For school boards and the ministry, the policy horizon is clear: double down on digital citizenship, embed restorative practices in discipline codes, and resource mental health services. Jamaica is already leaning into digital transformation in education with UN partners; let’s make sure transformation includes cultural competence, not just devices.
To our teachers and deans: authority in 2025 is earned through presence and example more than distance and fear. “Weh yuh deh?” must be answered with “Right here, guiding you” – in the classroom and in the comment section. Set the tone, keep the bar high, and speak the dialect of the day without surrendering the values that built this profession.
To our students: creativity is your gift; use it to lift your school, not tear it down.
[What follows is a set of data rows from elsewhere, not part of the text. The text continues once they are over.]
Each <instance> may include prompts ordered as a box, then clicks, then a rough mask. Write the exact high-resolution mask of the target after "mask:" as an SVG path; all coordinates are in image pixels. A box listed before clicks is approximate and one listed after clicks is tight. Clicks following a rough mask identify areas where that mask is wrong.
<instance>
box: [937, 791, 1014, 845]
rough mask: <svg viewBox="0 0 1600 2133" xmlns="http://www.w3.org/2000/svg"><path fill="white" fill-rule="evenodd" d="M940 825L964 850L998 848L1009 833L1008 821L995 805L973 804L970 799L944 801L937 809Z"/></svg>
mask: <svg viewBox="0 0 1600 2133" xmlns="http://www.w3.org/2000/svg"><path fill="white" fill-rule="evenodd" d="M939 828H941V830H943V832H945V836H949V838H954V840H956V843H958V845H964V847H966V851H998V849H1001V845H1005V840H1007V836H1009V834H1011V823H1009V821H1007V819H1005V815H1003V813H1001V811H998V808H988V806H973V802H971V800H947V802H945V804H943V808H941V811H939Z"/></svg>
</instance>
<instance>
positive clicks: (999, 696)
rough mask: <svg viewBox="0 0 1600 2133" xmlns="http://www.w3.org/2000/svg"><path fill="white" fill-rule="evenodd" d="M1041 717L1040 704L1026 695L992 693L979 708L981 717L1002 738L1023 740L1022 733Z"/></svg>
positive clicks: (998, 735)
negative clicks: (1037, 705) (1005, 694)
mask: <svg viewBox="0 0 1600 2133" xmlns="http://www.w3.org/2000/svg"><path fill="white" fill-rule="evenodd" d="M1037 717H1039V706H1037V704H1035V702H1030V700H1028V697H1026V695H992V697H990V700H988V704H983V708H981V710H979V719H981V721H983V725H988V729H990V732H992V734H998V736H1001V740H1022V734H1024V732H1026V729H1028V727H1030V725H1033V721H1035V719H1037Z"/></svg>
The world will always reward clicks. Jamaica needs character. When your content honours both, you lead.
And, to the nation: don’t mistake noise for decay. What we’re hearing is youthful energy seeking shape. If we choose connection over condemnation, we can shape it toward excellence. Punishment has its place, but partnership has power. In a world where a 15-second clip can define a child, let’s be the adults who define the culture.